Für das erste Bremer Speedflatmating stellt das Waller Haus der Familie seine Räumlichkeiten zur Verfügung. Im Café Waller Dorf reihen sich Zweiertische aneinander. Jeweils eine Tulpe lugt aus der Vase und sorgt für ein wenig Atmosphäre. Tee, Kaffee, Gebäck stehen bereit. Es kann losgehen. Sieben Teilnehmerinnen haben sich angemeldet. Nach einer halben Stunde trudelt die zweite ein. „Wir lernen bei der Organisation noch dazu“, meint Goertz und räumt ein, dass der angegebene dreistündige Zeitraum des Treffens auf Flyern, sozialen Internetplattformen und Plakaten irreführend sei. Natürlich müssten alle pünktlich erscheinen, damit das Konzept aufgehe.
Spielregeln aufgestellt
Goertz und ihr Team, bestehend aus Andrea Overesch vom Haus der Familie, Ursula Heiligenberg von Fokus – Zentrum für Bildung und Teilhabe, Kirsten Bielski von der Waller Beschäftigungs- und Qualifizierungsgesellschaft (Wabeq) und Sonja Löhnert als ehrenamtliche Helferin, haben sich im Vorfeld Gedanken gemacht, was die Spielregeln von Speedflatmating sind.
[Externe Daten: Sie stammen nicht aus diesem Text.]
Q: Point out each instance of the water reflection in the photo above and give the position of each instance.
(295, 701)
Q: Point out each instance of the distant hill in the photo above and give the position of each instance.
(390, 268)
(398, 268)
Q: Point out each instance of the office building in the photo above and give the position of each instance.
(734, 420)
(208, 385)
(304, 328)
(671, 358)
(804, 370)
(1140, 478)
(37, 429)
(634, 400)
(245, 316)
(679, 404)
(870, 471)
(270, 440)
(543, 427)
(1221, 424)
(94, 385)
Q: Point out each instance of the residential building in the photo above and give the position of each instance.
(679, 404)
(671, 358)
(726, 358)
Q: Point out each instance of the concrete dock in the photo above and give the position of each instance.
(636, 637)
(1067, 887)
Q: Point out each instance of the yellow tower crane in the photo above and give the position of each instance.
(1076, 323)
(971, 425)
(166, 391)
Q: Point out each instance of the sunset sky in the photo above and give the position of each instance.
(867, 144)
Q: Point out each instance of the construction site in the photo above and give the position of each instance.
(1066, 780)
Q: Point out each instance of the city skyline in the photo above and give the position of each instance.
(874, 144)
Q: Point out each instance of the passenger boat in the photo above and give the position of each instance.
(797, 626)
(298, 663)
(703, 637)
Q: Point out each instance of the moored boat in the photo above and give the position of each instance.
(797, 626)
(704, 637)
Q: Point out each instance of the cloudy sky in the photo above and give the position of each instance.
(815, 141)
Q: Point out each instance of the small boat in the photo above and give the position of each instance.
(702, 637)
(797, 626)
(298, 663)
Jedes Gespräch hat eine maximale Dauer von sieben Minuten. Als Anregungen liegen zwei Fragebögen aus. „Wie alt bist du?“, „Wie sieht deine Küche aus, wenn du gerade gekocht hast?“, „Was machst du, um Stress abzubauen?“ sind nur einige Beispiele, die dabei helfen sollen, eine Unterhaltung in Gang zu bekommen. Ein Gongschlag läutet das Ende ein. Wechsel. Die Nächste bitte. In einer Reihe geht es dann einen Stuhl weiter. „Auf diese Weise schaffen wir Zeit für Gespräche, aber auch für ein unverbindliches Ende“, erklärt Goertz. Schließlich gehe es nur um einen ersten Eindruck. Niemand müsse sich verpflichtet fühlen, den Kontakt aufrecht zu erhalten, jeder könne ihn aber vertiefen. Entweder bei einer Tasse Tee im Anschluss oder bei einem privaten Treffen. „Was die Frauen daraus machen, haben sie dann in der Hand“, meint die Organisatorin.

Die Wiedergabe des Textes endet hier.